# 2008 SRAM FORCE updates?



## roy harley (Oct 22, 2006)

--------------------------------------------------------------------------------

How did your Sram Force Group treat you last year? Better than you expected over campy or Shimano?


----------



## orlin03 (Dec 11, 2007)

Well, I did a partial swap halfway through the season, replacing the cassette and chain on my Ultegra drive train with Force parts (the 1090R chain and 11-23 cassette). The drive chain is now noticeably noisier, but shifts seem more precise, and wear is at least equal to or better than Ultegra. I am, overall, happier with the Force parts, as the immediate and positive shifts on the back due to the design of the cassette has helped my confidence while riding, and have decided to switch to SRAM in the future (slowly upgrading to RED, starting with crank and front derailer).


----------



## j.knight (Dec 14, 2005)

I've been very happy with my Force group. The shifting and braking are still very good and BB bearings still feel like new. I put about 7500 miles of training and racing on the parts with no problems. I do have to say I think the cassette is quite a bit noisier than a Shimano cassette, but it seems to work as well.
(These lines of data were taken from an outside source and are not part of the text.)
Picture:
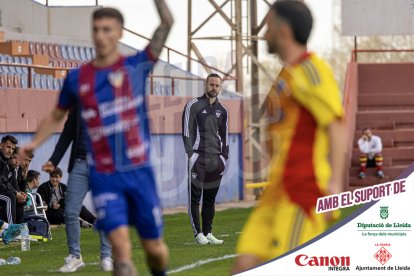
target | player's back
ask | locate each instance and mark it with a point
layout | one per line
(113, 110)
(303, 101)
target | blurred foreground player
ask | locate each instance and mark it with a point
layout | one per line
(304, 126)
(111, 93)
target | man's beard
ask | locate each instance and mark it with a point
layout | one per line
(271, 48)
(212, 94)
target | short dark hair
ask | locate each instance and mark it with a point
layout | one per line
(32, 175)
(297, 15)
(365, 129)
(9, 138)
(212, 75)
(56, 172)
(108, 13)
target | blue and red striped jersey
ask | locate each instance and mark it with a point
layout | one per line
(113, 110)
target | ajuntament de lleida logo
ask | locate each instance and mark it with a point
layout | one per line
(384, 212)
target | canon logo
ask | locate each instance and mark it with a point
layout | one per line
(303, 260)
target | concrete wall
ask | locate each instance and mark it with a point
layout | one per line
(37, 19)
(377, 17)
(386, 78)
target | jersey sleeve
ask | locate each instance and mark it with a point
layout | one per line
(315, 89)
(68, 97)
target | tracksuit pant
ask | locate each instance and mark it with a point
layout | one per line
(204, 177)
(370, 161)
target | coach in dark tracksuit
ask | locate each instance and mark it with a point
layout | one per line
(205, 135)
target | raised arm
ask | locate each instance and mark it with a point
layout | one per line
(161, 33)
(224, 135)
(337, 142)
(188, 127)
(66, 137)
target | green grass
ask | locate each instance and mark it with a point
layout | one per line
(45, 258)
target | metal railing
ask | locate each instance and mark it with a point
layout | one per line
(354, 55)
(226, 76)
(31, 67)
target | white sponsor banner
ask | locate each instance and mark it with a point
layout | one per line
(377, 17)
(378, 241)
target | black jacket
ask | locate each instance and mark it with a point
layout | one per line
(71, 133)
(205, 128)
(46, 191)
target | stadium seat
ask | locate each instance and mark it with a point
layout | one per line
(82, 53)
(32, 48)
(76, 53)
(36, 81)
(71, 54)
(43, 82)
(51, 50)
(3, 80)
(49, 83)
(9, 80)
(64, 52)
(29, 60)
(12, 69)
(23, 81)
(88, 53)
(38, 48)
(45, 49)
(57, 51)
(16, 81)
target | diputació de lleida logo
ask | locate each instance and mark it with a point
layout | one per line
(384, 212)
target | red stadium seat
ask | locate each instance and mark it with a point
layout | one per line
(57, 51)
(16, 81)
(45, 50)
(32, 50)
(51, 50)
(10, 80)
(3, 81)
(38, 48)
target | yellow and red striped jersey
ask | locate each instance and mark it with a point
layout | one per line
(301, 104)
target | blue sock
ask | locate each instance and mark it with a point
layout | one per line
(157, 272)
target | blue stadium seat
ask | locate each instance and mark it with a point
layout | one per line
(49, 82)
(12, 69)
(88, 52)
(71, 54)
(82, 53)
(28, 60)
(23, 81)
(36, 81)
(76, 52)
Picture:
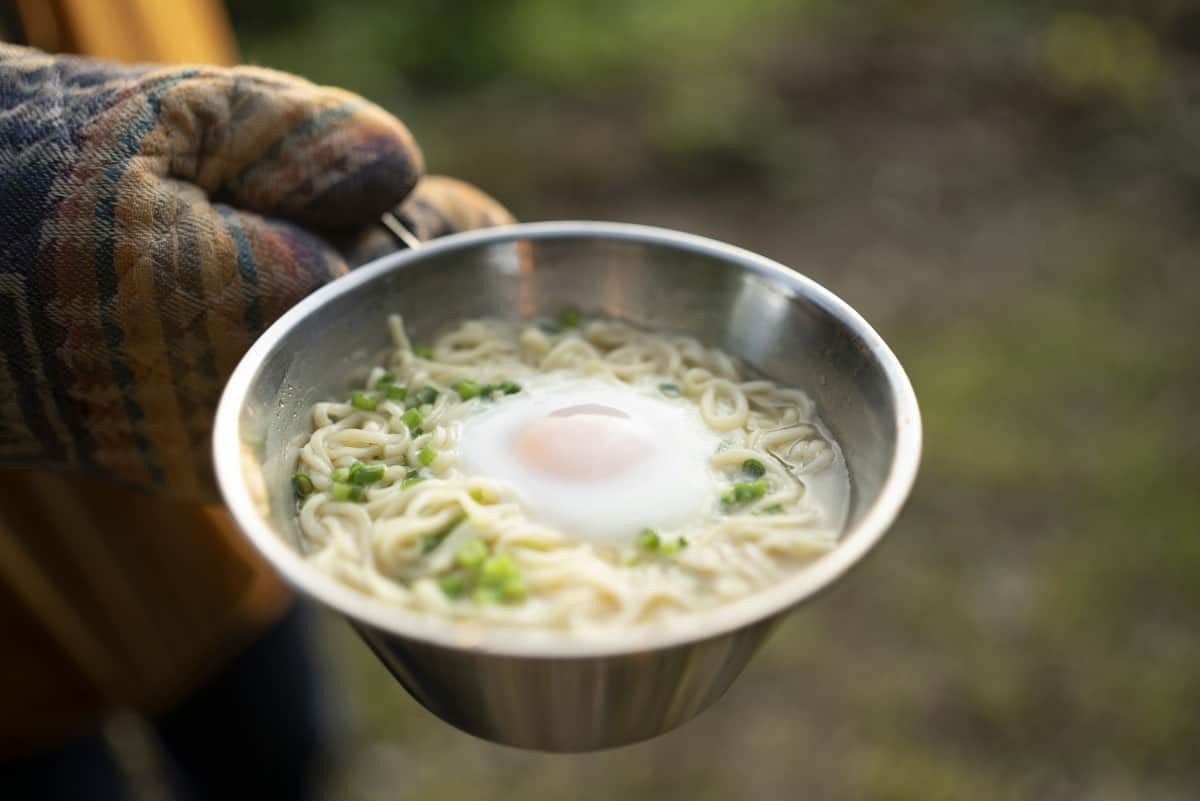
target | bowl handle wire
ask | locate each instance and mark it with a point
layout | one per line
(399, 230)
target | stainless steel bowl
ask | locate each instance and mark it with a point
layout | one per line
(540, 690)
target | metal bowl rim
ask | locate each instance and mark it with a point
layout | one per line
(856, 543)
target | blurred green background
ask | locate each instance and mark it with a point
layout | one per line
(1011, 193)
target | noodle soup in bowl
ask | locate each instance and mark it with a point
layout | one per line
(564, 477)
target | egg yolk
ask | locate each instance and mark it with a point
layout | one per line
(583, 443)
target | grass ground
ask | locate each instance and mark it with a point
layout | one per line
(1027, 240)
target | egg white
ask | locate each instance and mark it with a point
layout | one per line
(670, 486)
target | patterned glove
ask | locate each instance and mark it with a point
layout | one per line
(153, 222)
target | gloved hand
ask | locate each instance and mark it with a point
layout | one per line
(153, 222)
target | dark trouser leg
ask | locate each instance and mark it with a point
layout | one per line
(257, 730)
(82, 770)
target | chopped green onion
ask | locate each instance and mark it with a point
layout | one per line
(648, 540)
(497, 570)
(466, 389)
(744, 491)
(513, 590)
(363, 401)
(453, 585)
(303, 485)
(472, 554)
(754, 468)
(348, 492)
(367, 475)
(412, 419)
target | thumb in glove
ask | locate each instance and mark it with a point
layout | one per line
(153, 222)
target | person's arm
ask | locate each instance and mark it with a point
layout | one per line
(153, 222)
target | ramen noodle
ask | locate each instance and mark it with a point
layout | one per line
(575, 474)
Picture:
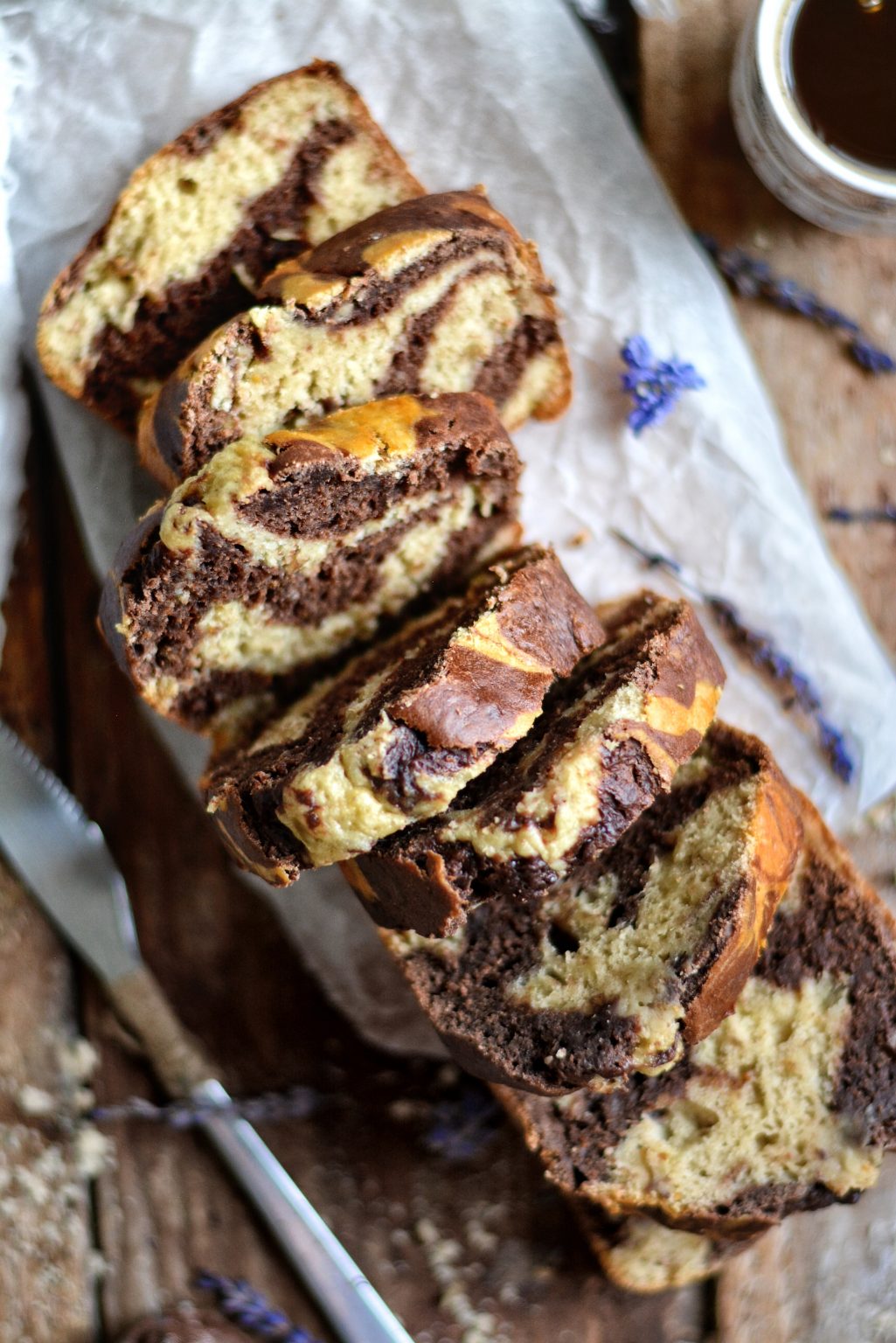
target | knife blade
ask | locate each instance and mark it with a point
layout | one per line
(62, 857)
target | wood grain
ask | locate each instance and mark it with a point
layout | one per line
(840, 423)
(828, 1276)
(467, 1249)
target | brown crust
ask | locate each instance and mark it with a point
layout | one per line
(246, 791)
(177, 421)
(559, 1050)
(425, 882)
(776, 839)
(840, 923)
(605, 1235)
(195, 140)
(318, 493)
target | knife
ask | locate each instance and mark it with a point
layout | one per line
(62, 857)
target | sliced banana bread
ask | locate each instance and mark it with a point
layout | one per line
(281, 553)
(280, 170)
(437, 295)
(403, 727)
(788, 1105)
(622, 964)
(608, 741)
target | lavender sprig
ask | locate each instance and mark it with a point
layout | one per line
(462, 1129)
(887, 513)
(754, 278)
(249, 1308)
(763, 653)
(655, 385)
(295, 1103)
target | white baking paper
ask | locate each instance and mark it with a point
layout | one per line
(507, 93)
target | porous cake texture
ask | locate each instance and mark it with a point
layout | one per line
(202, 222)
(400, 729)
(437, 295)
(608, 741)
(788, 1105)
(623, 964)
(641, 1255)
(282, 553)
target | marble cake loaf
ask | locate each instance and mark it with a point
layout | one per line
(399, 731)
(641, 1255)
(788, 1105)
(621, 966)
(281, 553)
(280, 170)
(608, 741)
(437, 295)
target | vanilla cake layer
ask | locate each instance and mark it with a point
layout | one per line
(437, 295)
(406, 726)
(633, 957)
(282, 553)
(608, 741)
(788, 1105)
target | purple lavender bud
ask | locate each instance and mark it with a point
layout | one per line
(754, 278)
(870, 358)
(655, 386)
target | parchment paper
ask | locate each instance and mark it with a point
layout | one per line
(507, 93)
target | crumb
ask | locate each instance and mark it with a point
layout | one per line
(78, 1059)
(405, 1111)
(34, 1102)
(93, 1152)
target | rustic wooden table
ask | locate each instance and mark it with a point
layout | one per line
(470, 1247)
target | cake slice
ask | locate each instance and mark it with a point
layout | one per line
(788, 1105)
(403, 727)
(282, 553)
(435, 295)
(608, 741)
(643, 1256)
(617, 969)
(280, 170)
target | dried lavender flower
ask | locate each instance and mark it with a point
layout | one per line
(295, 1103)
(655, 385)
(249, 1308)
(887, 513)
(462, 1127)
(762, 653)
(754, 278)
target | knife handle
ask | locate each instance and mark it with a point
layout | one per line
(348, 1300)
(177, 1057)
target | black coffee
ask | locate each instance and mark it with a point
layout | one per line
(844, 75)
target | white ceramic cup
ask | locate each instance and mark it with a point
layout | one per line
(809, 176)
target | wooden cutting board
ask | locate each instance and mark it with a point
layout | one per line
(470, 1247)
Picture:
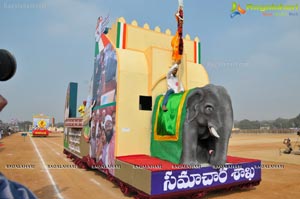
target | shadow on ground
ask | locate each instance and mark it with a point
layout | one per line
(48, 192)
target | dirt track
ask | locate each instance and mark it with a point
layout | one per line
(70, 182)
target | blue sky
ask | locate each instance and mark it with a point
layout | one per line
(256, 58)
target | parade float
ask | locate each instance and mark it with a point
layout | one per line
(124, 133)
(40, 124)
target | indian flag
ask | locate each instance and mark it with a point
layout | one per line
(197, 52)
(121, 35)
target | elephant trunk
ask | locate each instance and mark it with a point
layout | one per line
(219, 156)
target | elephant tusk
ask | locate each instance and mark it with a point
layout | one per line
(213, 132)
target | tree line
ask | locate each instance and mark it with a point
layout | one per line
(279, 123)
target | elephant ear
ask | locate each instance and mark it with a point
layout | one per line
(193, 104)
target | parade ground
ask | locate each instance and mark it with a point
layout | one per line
(39, 164)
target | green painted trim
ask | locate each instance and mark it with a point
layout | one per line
(105, 105)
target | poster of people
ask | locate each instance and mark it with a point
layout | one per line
(102, 122)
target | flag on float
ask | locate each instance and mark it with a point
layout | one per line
(121, 35)
(197, 52)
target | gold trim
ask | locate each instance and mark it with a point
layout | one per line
(179, 114)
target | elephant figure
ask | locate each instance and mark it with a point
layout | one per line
(207, 126)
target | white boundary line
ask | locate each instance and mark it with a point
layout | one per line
(47, 170)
The thing I really like about this group though is that the deraileurs stay adjusted for a long time. I think I only added cable tension a few times over the course of the season whereas with D/A deraileurs it seemed like I was always fiddling with them. 

I haven't used any Campy kits in a few years, but I would say Force is on par with either Dura-ace or Record for performance and durability.


----------